Intel’s Masked Humanoid Controller: A Novel Approach to Physically Realistic and Directable Human Motion Generation
Researchers from Intel Labshave, in collaboration with academic and industry experts, introduced a breakthrough technique for generating realistic and directional human movements from sparse, multimodal inputs. Their work, highlighted on the European Conference on Computer Vision (ECCV 2024), focuses on overcoming the challenges of generating natural, physically based human behavior in high-dimensional humanoid characters. This research is part of Intel Labs’ broader initiative to advance computer vision and machine learning.
Intel Labs and its partners recently presented six groundbreaking papers at ECCV 2024a leading conference organized by the European Computer Vision Association (ECVA).
The paper Generating physically realistic and directional human movements from multimodal inputs showcased innovations including a new defense strategy for protecting text-to-image models against prompt-based red teaming attacks and the development of a large-scale dataset designed to improve spatial consistency in these models. Among these contributions, the article highlights Intel’s commitment to advancing generative modeling while prioritizing responsible AI practices.
Generating realistic human movements using multimodal input
Intel’s Masked Humanoid Controller (MHC) is a groundbreaking system designed to generate human-like movements in simulated physics environments. Unlike traditional methods that rely heavily on fully detailed motion capture data, the MHC is built to process sparse, incomplete, or partial input data from various sources. These sources can include VR controllers, which may only track hand or head movements; joystick inputs that provide only high-level navigation commands; video tracking, where certain body parts may be closed off; or even abstract instructions derived from text prompts.
The innovation of the technology lies in its ability to interpret and fill the gaps where data is missing or incomplete. It achieves this through what Intel the Catch, Combine and Complete (CCC) possibilities:
- To overtake: This feature allows the MHC to recover and resynchronize its motion when disruptions occur, such as when the system boots into a failed state, such as a humanoid character that has fallen. The system can quickly correct its movements and resume natural movement without retraining or manual adjustments.
- Combine: MHC can merge different movement sequences, such as merging upper body movements of one action (e.g. waving) with lower body movements of another (e.g. walking). This flexibility makes it possible to generate entirely new behavior based on existing motion data.
- Completely: Given sparse input, such as partial body movement data or vague high-level guidelines, the MHC can intelligently infer and generate the missing parts of the movement. For example, if only arm movements are specified, the MHC can autonomously generate corresponding leg movements to maintain physical balance and realism.

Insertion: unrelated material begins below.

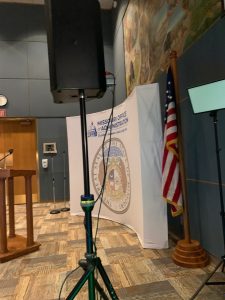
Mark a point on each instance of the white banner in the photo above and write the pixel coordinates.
(132, 193)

The result is a highly customizable motion generation system that can create smooth, realistic, and physically accurate movements even with incomplete or underspecified guidelines. This makes MHC ideal for applications in gaming, robotics, virtual reality and any scenario where high-quality human movements are needed but input data is limited.
The impact of MHC on generative motion models
The Masked Humanoid Controller (MHC) is part of a broader effort by Intel Labs and its collaborators to responsibly build generative models, including models that power text-to-image and 3D generation tasks. As discussed at ECCV 2024, this approach has significant implications for sectors such as robotics, virtual reality, gaming and simulation, where generating realistic human movements is crucial. By integrating multimodal inputs and allowing the controller to switch seamlessly between movements, the MHC can handle real-world conditions where sensor data may be noisy or incomplete.
This work from Intel Labs sits alongside other cutting-edge research presented at ECCV 2024, such as their new defense for text-to-image models and the development of techniques for improving spatial consistency in image generation. Together, these developments demonstrate Intel’s leadership in computer vision, with a focus on developing secure, scalable and responsible AI technologies.
Conclusion
Developed by Intel Labs and academic collaborators, the Masked Humanoid Controller (MHC) represents a critical step forward in human motion generation. By addressing the complex control problem of generating realistic movements from multimodal inputs, the MHC paves the way for new applications in VR, gaming, robotics and simulation. This research, on display at ECCV 2024, demonstrates Intel’s commitment to advancing responsible AI and generative modeling, contributing to safer and more adaptive technologies across domains.